La Tortue Rouge est un film d’animation réalisé par Michael Dudok de Wit et présenté au festival de Cannes 2016 dans la section Un Certain Regard.

Sur le papier, ce film d’animation à l’ancienne fait rêver : une coproduction Studio Ghibli – qui est à l’origine de l’intégralité des films de Hayao Miyazaki (Mon voisin Totoro, Le Château dans le Ciel, Le Vent se Lève) – et Why Not Production, le très mystérieux studio qui produit le cinéma indépendant français (Honoré, Audiard, Podalydès…), le tout avec une patte graphique absolument sublime et une ambition scénaristique folle… Mais la formule fonctionne t’elle vraiment ?
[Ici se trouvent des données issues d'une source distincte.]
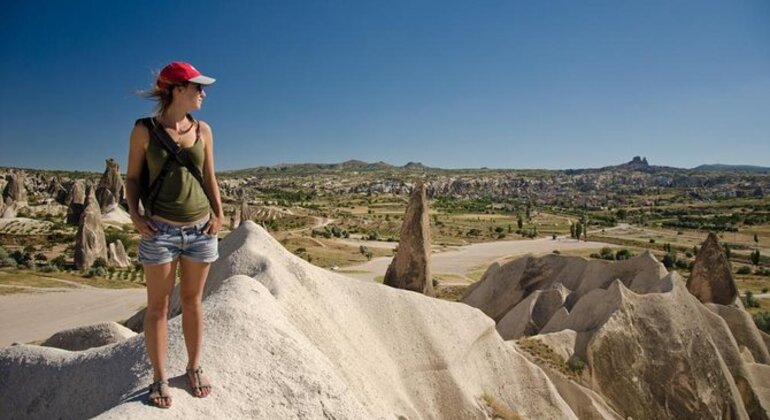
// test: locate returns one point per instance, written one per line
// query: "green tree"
(668, 261)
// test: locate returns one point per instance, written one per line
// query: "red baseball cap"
(179, 72)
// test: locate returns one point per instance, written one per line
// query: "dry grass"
(329, 253)
(452, 293)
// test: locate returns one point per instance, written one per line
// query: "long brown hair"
(161, 96)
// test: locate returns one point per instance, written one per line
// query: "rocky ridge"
(631, 334)
(285, 339)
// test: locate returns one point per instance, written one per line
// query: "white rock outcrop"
(83, 338)
(285, 339)
(650, 349)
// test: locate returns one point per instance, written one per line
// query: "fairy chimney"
(75, 202)
(711, 280)
(14, 188)
(116, 255)
(110, 192)
(410, 268)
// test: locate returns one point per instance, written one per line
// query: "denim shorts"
(170, 242)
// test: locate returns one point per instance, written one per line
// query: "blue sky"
(454, 84)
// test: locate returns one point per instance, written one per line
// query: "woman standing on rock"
(182, 215)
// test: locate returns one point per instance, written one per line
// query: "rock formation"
(8, 209)
(410, 268)
(650, 349)
(116, 255)
(110, 192)
(286, 339)
(83, 338)
(89, 240)
(245, 212)
(56, 190)
(75, 202)
(711, 280)
(14, 188)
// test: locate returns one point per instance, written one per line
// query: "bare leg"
(160, 283)
(191, 294)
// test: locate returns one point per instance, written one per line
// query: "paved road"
(469, 257)
(26, 317)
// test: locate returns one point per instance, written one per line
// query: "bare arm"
(210, 180)
(140, 137)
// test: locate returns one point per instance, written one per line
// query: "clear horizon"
(505, 85)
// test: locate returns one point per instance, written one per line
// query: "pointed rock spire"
(711, 280)
(89, 241)
(410, 268)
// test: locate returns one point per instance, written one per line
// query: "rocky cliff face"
(410, 268)
(89, 240)
(285, 339)
(640, 342)
(110, 191)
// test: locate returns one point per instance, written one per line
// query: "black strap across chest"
(159, 134)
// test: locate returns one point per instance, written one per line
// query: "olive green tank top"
(181, 197)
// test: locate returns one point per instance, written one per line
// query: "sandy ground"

La Tortue Rouge nous narre l’histoire de la vie – rien que ça – à travers celle d’un naufragé sur une île déserte qui va faire des rencontres entre faune, flore et autres surprises… Le film étant relativement court, préservons les rebondissements et autres éléments de la trame narrative. Mentionnons toutefois un élément qui étonne au fur et à mesure du film : il est intégralement dépourvu de dialogues mais nous gâte en compensation d’une bande son onirique et immersive qui nous plonge dans cet univers si particulier avec maestria. Cette immersion est aussi permise par le beau travail sur une spatialisation de l’île impeccable, ce qui permet au spectateur de connaitre assez rapidement les lieux et de se rapprocher ainsi des personnages. Les dessins sont vraiment magnifiques et rappellent ce que peut proposer Hugo Pratt avec Corto Maltese par exemple. Couplés à une animation impeccable, cela a vraiment fière allure et nous plonge dans une bande dessinée animée très agréable à la rétine.

Entre terre et mer.
Entre terre et mer.

Contrairement aux précédentes productions du Studio Ghibli, ici le surnaturel est placé au second plan et n’est pratiquement utilisé que dans les rêves du personnage; la maturité nous montre un nouveau visage dans le ciel du cinéma d’animation, trop souvent cantonné aux grosses cylindrés Disney ou Dreamworks. Et c’est à cet endroit que le film présente toute sa force mais aussi sa faiblesse : le réalisme – ou le fatalisme – nous plonge dans une mélancolie et une tristesse assez bouleversante. L’histoire qui nous est présentée joue avec les émotions du spectateur, laissé la plupart du temps seul avec ses larmes, car l’absence de dialogues nous fait appréhender les événements de façon beaucoup plus frontale et directe. Son seul défaut est finalement de ne pas avoir réussi à correctement viser son public, car si il s’adresse avant tout aux enfants par son message didactique et son absence de paroles, alors qu’il fait preuve d’une maturité et d’un sérieux dans le traitement de son sujet qui ne convient pas du tout aux plus jeunes, s’adressant cette fois ci aux adultes avec des métaphores imagées subtiles et remarquablement placées. En essayant de tabler sur tous les publics, il faut espérer qu’il ne se perde pas dans les tréfonds du box-office.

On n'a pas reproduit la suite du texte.